A used cooking oil collection machine for recycling near the parking lot of Sharjah National Park Image Credit: Supplied

Sharjah: Sharjah residents can now recycle used cooking oil by depositing them in bottles provided by a collection machine, Bee’ah Tandeef announced on Monday.

The first used cooking oil collection machine has been installed near the parking lot of Sharjah National Park. It is fully operational and ready to collect deposits from community members. Community members can call 800 TANDEEF (826333) to receive their first used cooking oil collection bottle.

How it works

With every deposit, the machine will also dispense an empty bottle for users to take home. Each bottle can hold up to one litre of used cooking oil, has a wide mouth and an airtight cap to prevent spillage during filling and top up. The bottles also have a lifecycle of five years and are completely recyclable.

Tandeef plans to roll out collection machines in more communities in Sharjah and across the UAE. All the machines will be operational round-the-clock.

Bee’ah Tandeef launched the service for households aiming to reduce the negative impact of typical disposal methods.

In homes, used cooking oil is usually poured down the drain, where it stresses plumbing systems, creates clogs, and ultimately leads to expensive, time-consuming maintenance work for municipalities and sewage treatment companies. Used cooking oil is also disposed of in landfills, where it generates greenhouse gases.

With the new service, Bee’ah Tandeef is working to counter these challenges, while realising value from waste cooking oil.

What happens to the collected oil?

Khaled Al Huraimel, Group CEO of Bee’ah, said: “We recognised that the typical way to dispose used cooking oil has detrimental effects on the environment, burdens public infrastructure, creates inconvenience for people in their homes and poses a risk to a good quality of life. At the same time, used cooking oil offers the opportunity to sustainably create products like biodiesel.
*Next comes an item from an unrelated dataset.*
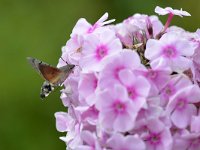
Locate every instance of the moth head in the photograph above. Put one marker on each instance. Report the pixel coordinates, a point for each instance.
(46, 89)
By launching the used cooking oil recycling service, Bee’ah Tandeef is turning these challenges into an opportunity to realise a zero-waste future.”

Once collected, Bee’ah Tandeef will turn the waste cooking oil into biodiesel. In turn, the company will use the biodiesel to fuel its own fleet of waste collection trucks.

‘Circular economy’

Rafael Sanjurjo Lopez, CEO of Tandeef, said: “Through source-segregation and a robust waste collection network, Bee’ah Tandeef has already helped Sharjah realise the highest waste diversion rate away from landfill in the Middle East. With the addition of the used cooking oil recycling service, we want to further contribute to a circular economy, turning waste oil into biodiesel and new, sustainable products.”